December 15, 2005

I Became an Orphan

Imagine my parents' surprise when I told them I was an orphan!

Way back, when I was still using continuous enteral feeding (1995), Dr. Barnett at London Health Sciences Center, did something invaluable. He was completely honest with me and said, 'Christine, this is the best that I can do for you. You are young, with a young family. If you'd like, I will refer you to a colleague who is doing some research. He may be able to help you return to a more normal life.' I didn't know it then, but he was treating the whole patient, not the disease.

We understood that it was research. Nobody knew if the technology would resolve my gastroparesis. But, we had nothing to lose and everything to gain. I didn't understand the physiology of gastroparesis. I knew the symptoms: nausea, vomiting, pain; and these disappeared when the pacemaker was turned on.

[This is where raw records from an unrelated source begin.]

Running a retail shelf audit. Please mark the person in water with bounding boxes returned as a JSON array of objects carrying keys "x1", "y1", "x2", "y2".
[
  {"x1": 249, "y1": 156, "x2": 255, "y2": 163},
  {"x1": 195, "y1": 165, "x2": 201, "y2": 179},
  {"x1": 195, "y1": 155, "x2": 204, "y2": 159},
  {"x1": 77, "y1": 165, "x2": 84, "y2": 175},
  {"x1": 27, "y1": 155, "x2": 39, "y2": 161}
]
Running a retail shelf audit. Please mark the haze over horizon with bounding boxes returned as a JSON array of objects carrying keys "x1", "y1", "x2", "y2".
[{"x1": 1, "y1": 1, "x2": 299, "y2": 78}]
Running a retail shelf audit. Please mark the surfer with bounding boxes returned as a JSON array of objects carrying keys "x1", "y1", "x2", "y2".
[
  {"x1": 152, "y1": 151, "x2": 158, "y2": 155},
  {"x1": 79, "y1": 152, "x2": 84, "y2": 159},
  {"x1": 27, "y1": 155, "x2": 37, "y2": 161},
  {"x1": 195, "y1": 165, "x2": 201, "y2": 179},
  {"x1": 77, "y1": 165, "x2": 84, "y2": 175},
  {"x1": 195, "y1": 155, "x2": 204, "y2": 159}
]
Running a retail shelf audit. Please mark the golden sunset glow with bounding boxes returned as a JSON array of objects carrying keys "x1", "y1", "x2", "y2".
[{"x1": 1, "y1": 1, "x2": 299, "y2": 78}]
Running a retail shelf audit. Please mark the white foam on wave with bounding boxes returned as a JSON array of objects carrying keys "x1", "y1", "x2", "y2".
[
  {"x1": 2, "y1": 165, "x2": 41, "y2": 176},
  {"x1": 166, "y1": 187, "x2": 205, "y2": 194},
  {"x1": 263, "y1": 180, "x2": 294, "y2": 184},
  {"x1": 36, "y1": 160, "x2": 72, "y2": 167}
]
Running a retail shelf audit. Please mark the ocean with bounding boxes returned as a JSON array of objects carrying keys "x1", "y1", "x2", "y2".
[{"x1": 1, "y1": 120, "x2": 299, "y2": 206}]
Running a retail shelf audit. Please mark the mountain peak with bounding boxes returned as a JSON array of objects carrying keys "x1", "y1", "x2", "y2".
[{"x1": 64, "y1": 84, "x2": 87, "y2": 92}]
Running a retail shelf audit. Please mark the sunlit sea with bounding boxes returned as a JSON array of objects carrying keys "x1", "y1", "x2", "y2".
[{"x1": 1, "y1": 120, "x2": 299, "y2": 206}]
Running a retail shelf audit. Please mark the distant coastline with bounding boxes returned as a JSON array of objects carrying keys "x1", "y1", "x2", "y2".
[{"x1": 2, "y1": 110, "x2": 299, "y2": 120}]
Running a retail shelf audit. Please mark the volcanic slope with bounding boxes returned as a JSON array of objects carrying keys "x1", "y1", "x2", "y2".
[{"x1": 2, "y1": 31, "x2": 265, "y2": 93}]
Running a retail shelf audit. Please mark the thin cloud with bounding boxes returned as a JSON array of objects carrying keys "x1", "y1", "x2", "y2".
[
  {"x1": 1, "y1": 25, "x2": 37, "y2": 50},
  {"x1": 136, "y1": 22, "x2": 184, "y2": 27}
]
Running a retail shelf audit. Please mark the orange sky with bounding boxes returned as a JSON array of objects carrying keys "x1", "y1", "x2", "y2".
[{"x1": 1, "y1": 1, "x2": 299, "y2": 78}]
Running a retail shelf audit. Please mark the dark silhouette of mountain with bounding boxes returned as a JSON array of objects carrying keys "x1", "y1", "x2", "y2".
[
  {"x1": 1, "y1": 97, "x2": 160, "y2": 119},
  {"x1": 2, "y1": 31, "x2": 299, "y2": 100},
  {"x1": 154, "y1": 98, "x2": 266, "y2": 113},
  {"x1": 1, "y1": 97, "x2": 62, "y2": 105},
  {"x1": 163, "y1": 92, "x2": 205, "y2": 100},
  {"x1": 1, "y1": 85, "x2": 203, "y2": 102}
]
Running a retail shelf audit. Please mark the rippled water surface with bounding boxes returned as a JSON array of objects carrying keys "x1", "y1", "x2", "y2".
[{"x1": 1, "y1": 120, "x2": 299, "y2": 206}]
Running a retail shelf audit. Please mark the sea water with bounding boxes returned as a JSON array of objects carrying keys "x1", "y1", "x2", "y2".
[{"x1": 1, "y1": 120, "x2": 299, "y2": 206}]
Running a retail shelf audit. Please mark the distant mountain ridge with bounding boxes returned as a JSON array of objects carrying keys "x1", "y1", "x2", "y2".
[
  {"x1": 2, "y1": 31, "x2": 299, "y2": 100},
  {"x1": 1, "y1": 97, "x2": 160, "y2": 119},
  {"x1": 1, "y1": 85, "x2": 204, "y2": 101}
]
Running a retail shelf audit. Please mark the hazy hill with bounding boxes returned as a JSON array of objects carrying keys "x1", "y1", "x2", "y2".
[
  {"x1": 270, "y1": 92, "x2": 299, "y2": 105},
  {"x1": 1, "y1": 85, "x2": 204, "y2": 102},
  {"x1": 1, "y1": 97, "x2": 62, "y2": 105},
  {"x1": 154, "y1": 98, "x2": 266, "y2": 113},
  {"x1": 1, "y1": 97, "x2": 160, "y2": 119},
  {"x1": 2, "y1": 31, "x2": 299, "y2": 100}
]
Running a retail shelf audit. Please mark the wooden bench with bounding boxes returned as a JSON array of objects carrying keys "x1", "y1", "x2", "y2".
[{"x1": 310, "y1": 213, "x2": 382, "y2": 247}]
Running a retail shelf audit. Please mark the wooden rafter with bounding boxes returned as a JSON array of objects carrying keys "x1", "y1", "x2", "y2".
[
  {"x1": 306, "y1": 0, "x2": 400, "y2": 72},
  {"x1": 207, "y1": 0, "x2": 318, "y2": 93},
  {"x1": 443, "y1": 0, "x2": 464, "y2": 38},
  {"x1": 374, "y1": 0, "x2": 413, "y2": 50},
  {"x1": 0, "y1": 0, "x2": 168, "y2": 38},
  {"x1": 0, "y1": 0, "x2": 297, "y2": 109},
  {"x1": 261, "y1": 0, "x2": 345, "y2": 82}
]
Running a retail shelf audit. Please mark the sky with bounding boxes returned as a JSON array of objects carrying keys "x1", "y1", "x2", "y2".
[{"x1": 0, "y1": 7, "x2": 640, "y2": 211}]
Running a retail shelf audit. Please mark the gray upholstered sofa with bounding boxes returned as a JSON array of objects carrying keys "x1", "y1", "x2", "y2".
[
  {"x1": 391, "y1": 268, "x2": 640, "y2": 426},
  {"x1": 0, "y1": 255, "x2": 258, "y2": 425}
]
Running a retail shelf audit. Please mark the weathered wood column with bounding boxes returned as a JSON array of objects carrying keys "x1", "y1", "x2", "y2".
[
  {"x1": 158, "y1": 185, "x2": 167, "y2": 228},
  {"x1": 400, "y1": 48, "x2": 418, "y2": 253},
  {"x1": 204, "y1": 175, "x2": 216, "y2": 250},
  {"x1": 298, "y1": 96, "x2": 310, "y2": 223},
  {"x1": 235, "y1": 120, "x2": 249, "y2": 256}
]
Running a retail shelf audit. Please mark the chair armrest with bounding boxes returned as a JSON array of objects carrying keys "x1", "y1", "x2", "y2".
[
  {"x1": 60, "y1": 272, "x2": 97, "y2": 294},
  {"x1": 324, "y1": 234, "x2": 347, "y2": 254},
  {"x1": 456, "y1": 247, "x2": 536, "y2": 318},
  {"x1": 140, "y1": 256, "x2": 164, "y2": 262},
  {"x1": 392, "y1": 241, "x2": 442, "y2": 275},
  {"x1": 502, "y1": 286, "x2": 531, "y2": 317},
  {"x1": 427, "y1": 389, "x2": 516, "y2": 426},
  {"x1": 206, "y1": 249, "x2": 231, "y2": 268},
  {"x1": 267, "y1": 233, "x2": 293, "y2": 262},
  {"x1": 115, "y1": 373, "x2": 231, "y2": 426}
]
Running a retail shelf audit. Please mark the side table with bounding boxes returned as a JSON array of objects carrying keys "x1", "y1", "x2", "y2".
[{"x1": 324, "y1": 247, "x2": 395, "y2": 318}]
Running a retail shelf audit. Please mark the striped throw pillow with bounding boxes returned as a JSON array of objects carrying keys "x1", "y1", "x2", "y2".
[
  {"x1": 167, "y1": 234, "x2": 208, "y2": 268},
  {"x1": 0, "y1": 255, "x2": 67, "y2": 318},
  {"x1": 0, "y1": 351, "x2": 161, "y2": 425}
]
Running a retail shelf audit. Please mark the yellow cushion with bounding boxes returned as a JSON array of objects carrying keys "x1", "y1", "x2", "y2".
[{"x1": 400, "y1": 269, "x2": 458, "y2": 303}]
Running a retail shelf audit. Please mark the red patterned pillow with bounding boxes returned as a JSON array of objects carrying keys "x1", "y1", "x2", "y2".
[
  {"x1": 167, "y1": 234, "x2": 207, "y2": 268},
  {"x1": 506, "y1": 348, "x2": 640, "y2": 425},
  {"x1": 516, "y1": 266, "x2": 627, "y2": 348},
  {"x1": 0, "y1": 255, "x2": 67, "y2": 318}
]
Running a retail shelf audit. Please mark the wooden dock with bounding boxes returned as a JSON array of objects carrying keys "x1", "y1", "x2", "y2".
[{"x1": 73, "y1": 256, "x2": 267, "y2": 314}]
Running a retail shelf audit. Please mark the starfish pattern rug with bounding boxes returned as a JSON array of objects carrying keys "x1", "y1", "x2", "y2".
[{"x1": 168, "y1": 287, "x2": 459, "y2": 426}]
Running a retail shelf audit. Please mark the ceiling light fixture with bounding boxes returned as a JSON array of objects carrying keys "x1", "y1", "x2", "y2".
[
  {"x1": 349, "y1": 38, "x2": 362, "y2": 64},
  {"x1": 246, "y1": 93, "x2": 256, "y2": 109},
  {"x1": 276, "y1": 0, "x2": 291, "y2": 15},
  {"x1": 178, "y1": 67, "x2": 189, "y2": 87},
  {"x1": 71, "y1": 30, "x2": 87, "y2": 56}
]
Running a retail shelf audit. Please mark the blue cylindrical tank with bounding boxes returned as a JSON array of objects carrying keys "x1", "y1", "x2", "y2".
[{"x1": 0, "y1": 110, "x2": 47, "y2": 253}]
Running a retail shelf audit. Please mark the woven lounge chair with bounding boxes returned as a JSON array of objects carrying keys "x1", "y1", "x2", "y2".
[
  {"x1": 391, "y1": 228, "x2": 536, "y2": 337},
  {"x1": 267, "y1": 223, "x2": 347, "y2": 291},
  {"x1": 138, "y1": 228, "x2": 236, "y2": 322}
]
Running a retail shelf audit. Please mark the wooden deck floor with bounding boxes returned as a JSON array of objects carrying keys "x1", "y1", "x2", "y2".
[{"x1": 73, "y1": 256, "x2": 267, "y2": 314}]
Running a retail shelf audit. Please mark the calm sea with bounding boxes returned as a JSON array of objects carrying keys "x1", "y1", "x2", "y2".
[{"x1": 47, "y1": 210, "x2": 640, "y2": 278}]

They returned immediately and as strong as ever, when the gastric pacer was turned off. It wasn't without its glitches (defective pacemaker, programming loop problem), but my life turned around with the pacer. I had no need for a feeding tube. My stomach was working; I felt well. I was following up with the doc every 6 months; interrogate the pacer; see ya' later.

When the doctor moved to a different hospital, I didn't think it would change my care plan. But when he took a sabbatical, that began shortly after I started experiencing problems, well, that changed everything. Just weeks after his sabbatical began, I heard rumors that he wouldn't be returning. And he didn't.

It slowly dawned on me that I was an orphan. I was a patient with a pacemaker, without anyone to maintain the device. Truly, I was orphaned before he left. Because I'd been so well, we didn't maintain the pacemaker the way we should have. We'd been too quick to dismiss pain, for example, that may have led to a fluoroscopic investigation that may have revealed erosion in the leads. May have. Hindsight being near-perfect, and all.

Would it have made a difference? I'll never know.

Funny, the things you take for granted when you feel well.